News is information about what is happening in the world. It can be in the form of newspaper articles, radio programmes or even on the Internet. It can be about anything from wars, to government, to sports, and to business.
The information that makes it into a newspaper, onto the news line-up on television or into an Internet site is decided by people who work for a particular news organisation, whether they are editors or news directors, or merely those who take recommendations from reporters and other staff. These are called gatekeepers, and are a key part of the decision-making process within the media industry.
In order to make the information they have to choose from as good as possible, they have to keep in mind some basic characteristics of news. These include timeliness, drama, consequence, proximity and narrative.
The first thing that gatekeepers have to consider when deciding what should be included in the stories they tell is whether something is currently happening. It is important that news is current, so that audience members can be sure they are getting the latest information about what is going on in the world today and not something from ten years ago.
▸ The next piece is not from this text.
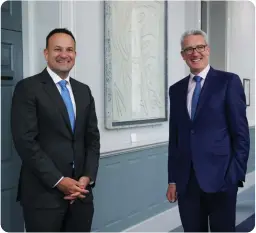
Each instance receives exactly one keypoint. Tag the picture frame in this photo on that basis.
(136, 79)
(246, 85)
Events that have a dramatic impact on people are usually the kind of things that become news, as they often involve conflict and have clear good and bad characters or situations. This is especially true of violent crimes, such as murder or robbery.
The way that news is reported also has a lot to do with what people believe it says about them or about the way they live their lives. It is generally a good idea to avoid news that includes opinion and editorial content. It is also not a good idea to include propaganda or bullshit, as this can be damaging and counterproductive to the overall message of the story.
Often when people think about news they imagine that it is happening all over the world and will have a huge effect on them. It is important to remember that the majority of news stories are about local issues and incidents.
Having a good narrative is another key aspect of determining what can be considered news. A good narrative will be interesting to read, but it will also be accurate and consistent in its style and tone.
A great narrative can also be a little bit quirky or unusual, making it more memorable for the audience. This is why so many people enjoy listening to the BBC, for instance, and watching news shows on TV or the Internet.
Ultimately, when it comes to news, the best approach is to treat it as a smorgasbord of interesting and factual information. It is up to you to make the most of this, and you can do it by following some simple rules. You can start by asking yourself the ‘5 W’s’, which are what you want your article to say, where you want it to be, why you want it to be, what it is and who you are writing for. Then, you can use these questions to help guide your research and writing processes.